Forbes has good news and bad news, which one first?
Many private economists have pegged the end of 2001 as a time when the economy appeared to turn the corner to recovery and the latest GDP figures added weight to those assumptions.
An abrupt slowdown in the pace at which firms pared back inventories of unsold goods added a hefty 3.1 percentage points to first-quarter GDP.
Businesses cleared $36.2 billion worth of inventories from their shelves in the first three months of this year, a much smaller reduction than the $119.3 billion that firms unloaded in the fourth quarter.
Consumer spending grew a healthy 3.5 percent. An 8 percent drop in spending on durable goods such as cars was offset by an 8.4 percent surge in purchases of nondurable items like clothes.
Corporate spending on new plants and equipment fell, but its drop in the first quarter was smaller than those of other recent quarters.
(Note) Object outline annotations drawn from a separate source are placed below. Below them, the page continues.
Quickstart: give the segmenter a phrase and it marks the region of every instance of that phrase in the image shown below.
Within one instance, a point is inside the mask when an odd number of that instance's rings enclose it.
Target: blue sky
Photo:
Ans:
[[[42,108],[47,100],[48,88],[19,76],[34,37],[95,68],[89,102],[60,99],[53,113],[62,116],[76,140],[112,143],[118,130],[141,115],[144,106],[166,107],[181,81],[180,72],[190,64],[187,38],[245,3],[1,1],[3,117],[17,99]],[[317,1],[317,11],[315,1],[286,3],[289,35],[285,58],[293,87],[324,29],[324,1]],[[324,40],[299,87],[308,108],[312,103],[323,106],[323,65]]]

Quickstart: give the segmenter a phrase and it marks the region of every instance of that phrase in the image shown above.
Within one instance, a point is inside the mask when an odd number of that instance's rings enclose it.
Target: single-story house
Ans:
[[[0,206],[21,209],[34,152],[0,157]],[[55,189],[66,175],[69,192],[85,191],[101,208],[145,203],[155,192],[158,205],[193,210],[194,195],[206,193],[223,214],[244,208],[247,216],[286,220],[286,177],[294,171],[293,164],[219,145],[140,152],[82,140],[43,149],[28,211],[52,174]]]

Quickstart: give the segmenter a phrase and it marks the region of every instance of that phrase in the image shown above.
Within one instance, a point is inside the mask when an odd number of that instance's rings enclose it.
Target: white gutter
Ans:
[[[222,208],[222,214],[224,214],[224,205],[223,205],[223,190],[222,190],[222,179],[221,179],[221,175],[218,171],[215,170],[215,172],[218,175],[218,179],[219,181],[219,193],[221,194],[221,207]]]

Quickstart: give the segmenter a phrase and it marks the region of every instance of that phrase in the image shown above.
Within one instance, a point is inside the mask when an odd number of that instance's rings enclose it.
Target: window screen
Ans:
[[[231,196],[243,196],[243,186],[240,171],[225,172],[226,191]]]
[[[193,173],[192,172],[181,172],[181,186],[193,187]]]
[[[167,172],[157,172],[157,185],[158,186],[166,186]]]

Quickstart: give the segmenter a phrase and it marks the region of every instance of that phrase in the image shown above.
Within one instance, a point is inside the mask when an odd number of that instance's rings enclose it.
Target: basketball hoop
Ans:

Business investment in structures, equipment and software fell 5.7 percent in the first three months of this year after it plunged 13.8 percent in the fourth quarter.
The equipment and software component of business investment fell a minuscule 0.5 percent in the first quarter. Economists found the mildness of that drop heartening.
The GDP figure did not alter expectations that the Fed will keep interest rates steady at its next meeting on May 7.
The Fed, which chopped overnight interest rates to a 40-year low of 1.75 percent last year, is widely expected to begin nudging interest rates higher sometime later this year.
But Fed officials have indicated that they want more information on the pace of growth in the current second quarter before taking action on rates.
Tame inflation also may help stay the Fed's hand. The so-called PCE price index, which Greenspan tracks closely, edged up a mere 0.6 percent in the first quarter. Stripping out volatile food and energy prices, it rose just 0.8 percent.